“It wasn’t your fault that I lifted my eyes to you, and hoped that you would lower yours to me. But now I know what a fool I have been. I forgive you for laughing at me, though at the time it made me mad like a dog, and I only wanted to hurt the woman I love. I won’t trouble you any more, ever. Indeed I am too ashamed and humbled ever to wish to see you again. Only please don’t hate me. If I had any good sides, please remember them. Some time you will hear of me again; but never again from me. I have work to do, but I have given my time to dreaming.

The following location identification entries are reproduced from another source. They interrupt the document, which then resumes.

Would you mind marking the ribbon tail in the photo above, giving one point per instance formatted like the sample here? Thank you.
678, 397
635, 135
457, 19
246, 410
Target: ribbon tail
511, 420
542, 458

“When your father comes back will you ask him to let me know if he will see me? You thought he could do something for me—or hold out some hope. I would risk my life itself to be whole, even if I could never be very active. And science is so wonderful; and I know your father would like to help me if he could.
“If you don’t think I am being punished for threatening you, and going crazy, you don’t know anything about the unhappiest beast in this world. But it is terrible for a cripple when the one person he looks up to laughs at him. I have a thick skin; but that burnt through it like acid.”
The messenger who carried the letter to Barbara brought him her answer:
“I will give your message to my father. You are quite wrong about the laughing. I didn’t laugh at you or anything about you. I laughed because I was nervous and frightened. But it can’t matter much one way or the other. I am sorry that you have been hurt twice by my family. But the second hurt is not our fault. And I do not see that there is anything to be done about it. As for the first, my father would end his days in peace if he could make you whole. I shall hope to hear nothing but good of you in the future.”
The shame and remorse to which Blizzard pretended, Barbara actually felt. All her friendships with men had been pursued by disasters of some sort or other. But her most disastrous experiment in friendship had been with Blizzard. She had been bluntly told by truth-speaking persons that he was not a fit acquaintance for her. His own face had warned her. But she had persisted in meeting him without precautions, in treating him like an equal, in overcoming her natural and just repugnance to him, and in calling him her friend. It was humiliating for her to realize and acknowledge that she had made a fool of herself. It was worse to remember the look in his face, during those last awful moments in the studio. Even if the bust she had made of him was a great work of art, she had paid too high for the privilege of making it.
Dr. Ferris was delighted to learn that Barbara had left town. Her meetings with Blizzard had been horribly on his mind and conscience. He had dreaded some vague calamity—some intangible darkening of his darling’s soul.
A few days in the country had worked wonders for her. Her skin had browned a little, and her cheeks were crimson. But dearer to the paternal heart than these evidences of good health was the fact that she seemed unusually glad to see him. She seemed to him to have lost a world of independence and self-reliance, to be inclined to accept his judgments without dispute. She seemed more womanly and more daughterly, more normal and more beautiful.